Adnan Menderes yönetiminin geçtiği tüm süreçlerden kendilerinin de geçtiğini ifade eden Erdoğan, şunları söyledi:
“Tek parti faşizmi temsilcilerinin yalanlarının, iftiralarının hedefi olduk. Mahkeme kararlarıyla önümüzü kesmek istediler. Vesayetle gözümüzü korkutmayı denediler. MİT kumpasıyla müsteşarımız üzerinden bizi hedef aldılar. Gezi olaylarında sokaklarımızı ateşe vererek bizi sindirmeye çalıştılar. 17-25 Aralık girişiminde şimdi bizzat bay bay Kemal'in montaj olduğunu itiraf ettiği kayıtlar üzerinden milli iradeyi gasp etmeye yeltendiler. 15 Temmuz'da bu sefer FETÖ'cü ihanet çetesi eliyle canımıza kastettiler, ailece. Bay bay Kemal'i tankların arasından kaçırdılar, Bakırköy Belediye Başkanı'na götürdüler, orada o kahvesini yudumladı. Ama ne diyordu, 'Haberim olsaydı ben de beklerdim.' Hayatı yalan. DEAŞ'ından PKK'sına kadar tüm terör örgütlerinin azdırılmasından, ekonomimize yönelik tehditlere, hepsi aynı senaryonun parçalarıydı. Hepsinin de amacı milletin sandıkta verdiği emaneti silah zoruyla, terörle, şiddetle gasp etmektir. Her seçim öncesinde denenen provokasyonları da buna eklemek lazım. Milletimizle aramıza giremeyenler, siyaset mühendislikleriyle, istihbarat operasyonlarıyla, milli iradeyi yönlendirmek istedi.”
Cumhurbaşkanı Erdoğan, 21 yıldır kirli senaryolarla mücadele ettiklerini, gerektiğinde canları pahasına demokrasiye sahip çıktıklarını vurguladı.

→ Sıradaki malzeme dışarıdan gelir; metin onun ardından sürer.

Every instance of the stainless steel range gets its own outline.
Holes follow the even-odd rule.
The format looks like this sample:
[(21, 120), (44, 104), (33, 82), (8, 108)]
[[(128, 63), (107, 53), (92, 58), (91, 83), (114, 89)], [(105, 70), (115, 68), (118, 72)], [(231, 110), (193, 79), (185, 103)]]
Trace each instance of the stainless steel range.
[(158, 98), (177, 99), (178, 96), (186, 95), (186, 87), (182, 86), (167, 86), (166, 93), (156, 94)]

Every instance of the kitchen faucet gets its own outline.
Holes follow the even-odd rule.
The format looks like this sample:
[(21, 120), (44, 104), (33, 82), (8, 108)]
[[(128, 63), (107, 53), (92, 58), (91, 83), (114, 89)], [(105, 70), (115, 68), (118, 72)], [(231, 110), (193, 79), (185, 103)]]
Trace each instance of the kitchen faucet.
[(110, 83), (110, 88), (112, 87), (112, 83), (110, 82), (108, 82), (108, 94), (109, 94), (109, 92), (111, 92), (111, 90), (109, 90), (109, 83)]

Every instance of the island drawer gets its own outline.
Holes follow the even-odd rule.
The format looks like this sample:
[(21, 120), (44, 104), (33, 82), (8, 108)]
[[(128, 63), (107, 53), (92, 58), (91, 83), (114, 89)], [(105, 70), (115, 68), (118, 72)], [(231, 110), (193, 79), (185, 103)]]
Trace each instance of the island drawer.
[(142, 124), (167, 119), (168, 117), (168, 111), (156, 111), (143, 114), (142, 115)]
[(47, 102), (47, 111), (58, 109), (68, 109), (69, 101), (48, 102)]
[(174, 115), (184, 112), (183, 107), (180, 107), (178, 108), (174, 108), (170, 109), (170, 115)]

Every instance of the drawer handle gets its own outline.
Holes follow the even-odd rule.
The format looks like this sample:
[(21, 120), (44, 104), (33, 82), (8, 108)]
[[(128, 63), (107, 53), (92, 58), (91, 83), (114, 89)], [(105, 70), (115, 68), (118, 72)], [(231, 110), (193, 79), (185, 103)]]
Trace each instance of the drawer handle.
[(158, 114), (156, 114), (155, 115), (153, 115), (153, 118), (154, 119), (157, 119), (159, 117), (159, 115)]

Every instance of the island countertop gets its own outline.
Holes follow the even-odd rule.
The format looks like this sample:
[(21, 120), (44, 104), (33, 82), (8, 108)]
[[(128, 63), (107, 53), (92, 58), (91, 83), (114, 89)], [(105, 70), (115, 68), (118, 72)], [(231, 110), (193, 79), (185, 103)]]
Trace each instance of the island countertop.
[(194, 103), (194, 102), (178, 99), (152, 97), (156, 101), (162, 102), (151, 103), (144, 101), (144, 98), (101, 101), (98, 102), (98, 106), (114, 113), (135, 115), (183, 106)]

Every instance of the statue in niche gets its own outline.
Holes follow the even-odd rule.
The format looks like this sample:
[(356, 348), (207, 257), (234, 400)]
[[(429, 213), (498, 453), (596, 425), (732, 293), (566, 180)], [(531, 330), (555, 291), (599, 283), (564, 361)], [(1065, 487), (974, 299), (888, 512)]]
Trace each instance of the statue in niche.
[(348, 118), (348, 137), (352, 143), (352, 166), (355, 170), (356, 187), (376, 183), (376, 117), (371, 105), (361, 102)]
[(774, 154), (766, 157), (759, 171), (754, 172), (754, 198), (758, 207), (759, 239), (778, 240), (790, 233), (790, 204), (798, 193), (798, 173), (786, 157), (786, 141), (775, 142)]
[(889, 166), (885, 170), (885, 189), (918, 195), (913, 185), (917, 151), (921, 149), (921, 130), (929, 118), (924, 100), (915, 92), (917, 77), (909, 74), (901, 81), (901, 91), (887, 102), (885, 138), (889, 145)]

“Ne azgın azınlığın baskılarına boyun eğdiklerini ne de sivil siyasetten başka kendilerine yol aradıklarını” söyleyen Erdoğan, şunları kaydetti:
“Pek çok dava arkadaşımızı, bölücü örgütün saldırılarında şehit verdik. Seçim bürolarımıza, molotof bombaları atıldı. Seçim çalışması yapan nice kardeşlerimiz taciz edildi, tahkir edildi. Maruz kaldığımız onca hakarete, kışkırtmaya, ahlaksızlığa rağmen, hukuk ve adaletten sapmadık. Birileri gibi Batılı güçlerin kulaklarımıza fısıldadığına değil, biz hep Anadolu irfanına inandık, milletimize inandık, Allah'ımıza dayandık, 'Allah'a dayan, sa'ye sarıl, hükmüne ram ol, yol varsa budur, bilmiyorum başka çıkar yol.' Biz böyle yürüdük. Hiçbir güce boyun eğmedik. Sandığın onuruna, sandığın şerefine asla ve asla halel getirmedik. Ne söyleyeceksek sandıkta söyledik, sandık aracılığıyla söyledik. Kardeşlerim bugün yine aynı yerdeyiz, aynı hassasiyeti taşıyoruz. 'Çakalla avlanıp çobanla ağlayan mürailerin ne yapmaya çalıştıklarını çok iyi biliyoruz.”